強みですか(笑)。上田法と鍼灸マッサージを組み合わせた複合施術ができることかな。どういうことかと言うと、以前、姿勢のゆがみや手の震えにより、歩行器で歩くのがやっとという患者様に、鍼施術で自律神経を整えながら、上田法で背骨や股関節につながる関節と筋肉を緩めて動かしやすくし、歩行の安定性の向上に努めたことがあります。頭皮に鍼を刺したまま歩行訓練をしたことも。しばらく続けた頃、施術後ついに一本杖で歩くことができて。それぞれの療法の特性をうまく活かせたんじゃないかな。施術効果は1日前後と個人差はありますが、訪問リハビリや通所サービスなどを併用することで、良い状態を持続できると思います。こうした複合施術が、少しでも改善への近道になれば、うれしいですね。当院では、症状に合わせて積極的に取り入れています。

すべての患者様に、公平に、
医療の手が行き届くといいな。

“多職種連携”に取り組むきっかけや活動について教えてください。

「困っている人を助けたい」。子どもの頃からその想いは変わっていませんが、どういう形で実現すればいいのか、ずっと考えていました。そんな中、上田法を学ぶ場では技術の他に、“多職種連携”という今、僕が推進している活動への糸口も得ることができました。上田法って医療分野における理学療法の領域なんです。学びの場は、理学療法の身体評価方法や施術方針など、鍼灸マッサージ師の僕にはあまり耳慣れない内容ばかりで。当初はついていくのが大変でした(笑)。おかげで、訪問先などでお会いする理学療法士さんや看護師さんたちの話す内容がぐんと理解できるようになり、協力し合うことも増えて。そこからですね。僕のめざす方向が、医療や福祉の専門職の方と患者様の改善に向け協力し合う多職種連携だと、具体的に見えてきたのは。今では、治療して終わり、ではなく、その先も見据えて他の専門職が介入した方がさらなる改善が見込める、生活負担が減る、などサポートによって、より良くなると感じた場合は、ケアマネージャーと相談して患者様にご提案しています。また、病鍼連携連絡協議会のもと、医療機関と開業鍼灸マッサージ師がつながるために必要な多職種連携や医療的専門知識について学べる勉強会の企画運営にも取り組んでいます。すべての患者様に医療の手が行き届く世の中になることを願って。って、ちょっと格好つけすぎですかね(笑)。
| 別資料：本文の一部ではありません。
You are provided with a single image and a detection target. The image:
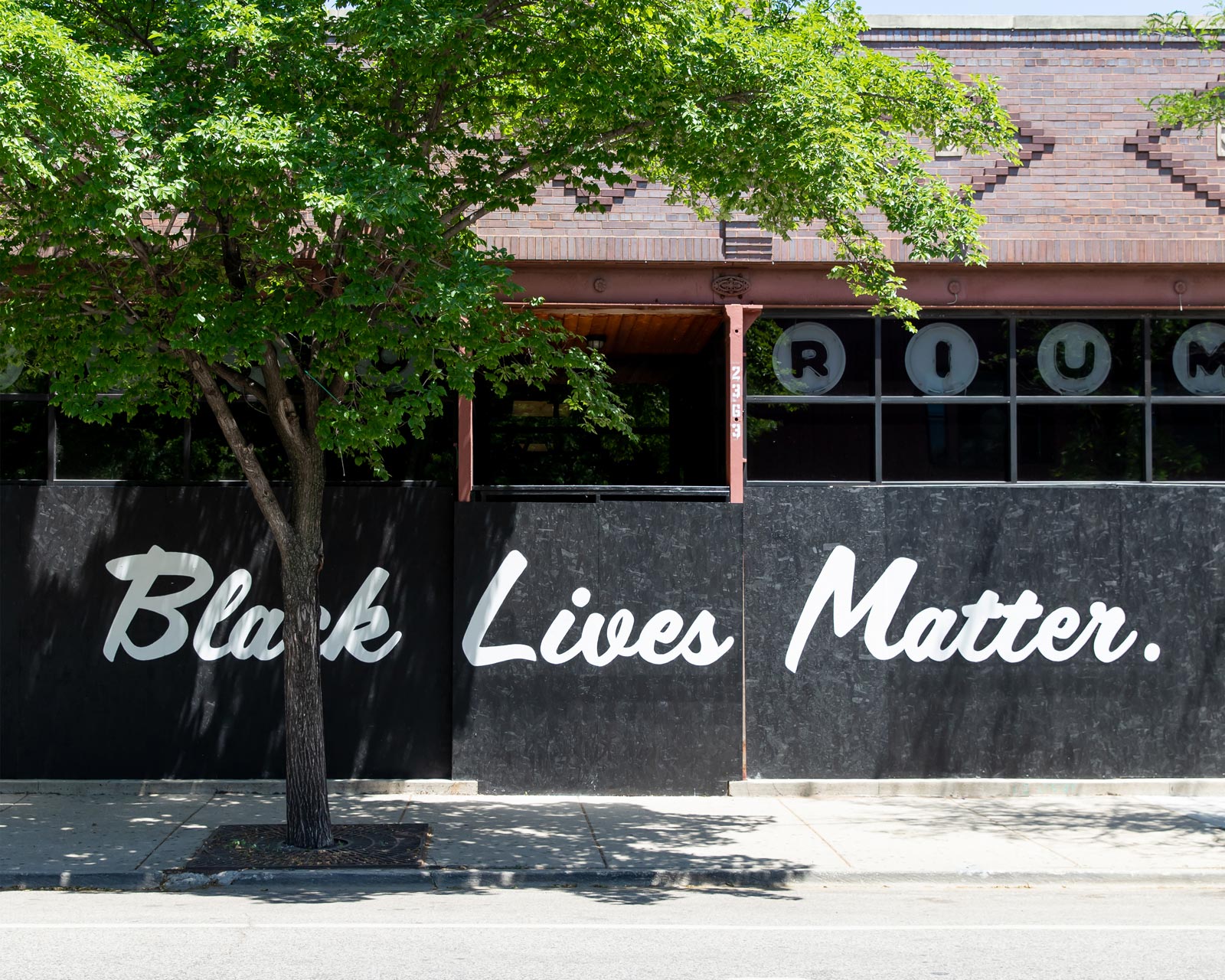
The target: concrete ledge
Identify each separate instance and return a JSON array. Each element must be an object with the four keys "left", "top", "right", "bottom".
[
  {"left": 0, "top": 779, "right": 476, "bottom": 796},
  {"left": 0, "top": 871, "right": 165, "bottom": 892},
  {"left": 727, "top": 779, "right": 1225, "bottom": 800},
  {"left": 866, "top": 14, "right": 1148, "bottom": 31},
  {"left": 9, "top": 866, "right": 1225, "bottom": 892}
]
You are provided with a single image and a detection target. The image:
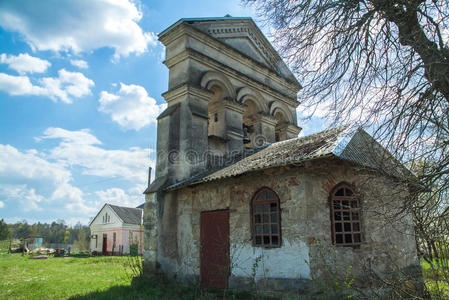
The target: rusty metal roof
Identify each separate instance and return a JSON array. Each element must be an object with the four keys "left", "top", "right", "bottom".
[
  {"left": 108, "top": 204, "right": 143, "bottom": 225},
  {"left": 165, "top": 126, "right": 413, "bottom": 190}
]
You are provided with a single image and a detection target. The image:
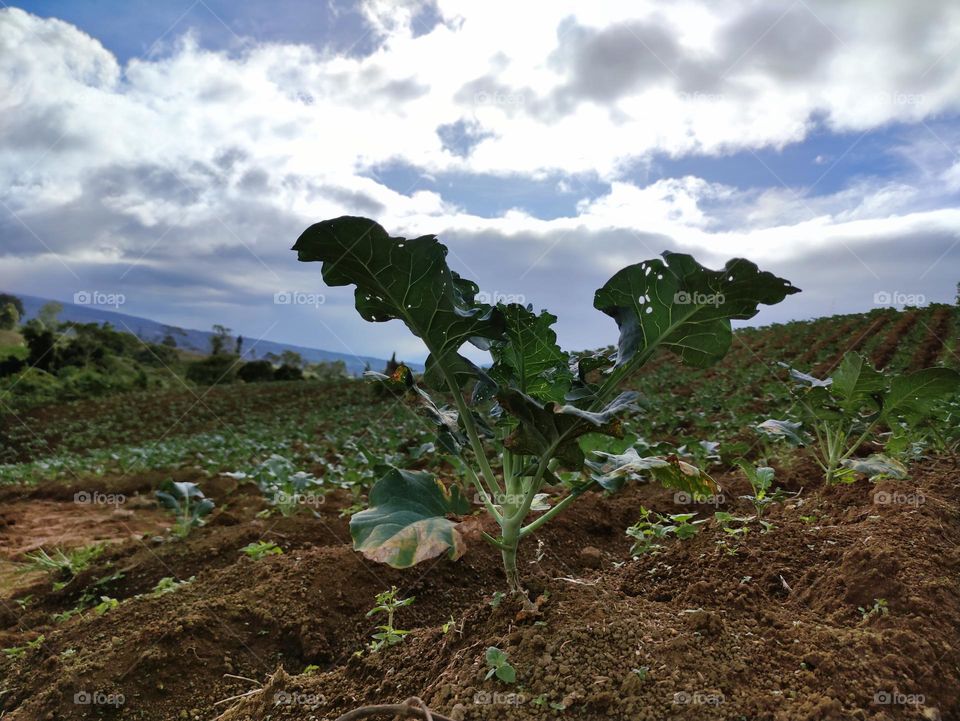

いざ病気に悩んだとき、頼れる場、安心できる場になれたら。

サムズスペースの今後についてお聞かせください。

いろいろお伝えしましたが、まずは今の僕にできること、地域の人たちの日々の健康を第一に考えていきたいですね。そのため、一般向けの健康イベント“Well-Being Project” も開催しています。イベントを通じて、地域の人が医療・福祉業界のさまざまな職種の人たちとつながる場、多職種が連携する良さを実感できる場になれば、と思っていて。“誰かを支えるあなたの力になりたい”のコンセプトの通り、もっと一人ひとりの力になりたい。ですが、僕ひとりの力は微々たるものです。今は自分にできることをすこしずつ積み重ねていき、将来的にはサムズスペースそのものが、患者様と医療従事者、同じ病気で悩む患者様同士など、みんながつながり協力し合える地域のコミュニティスペースのような存在になれたら最高ですね。

  • ※2019年9月インタビュー
  • ※本文中の効果事例について…施術効果には個人差があります。
    すべての患者様が同様の効果を得られるとは限りません。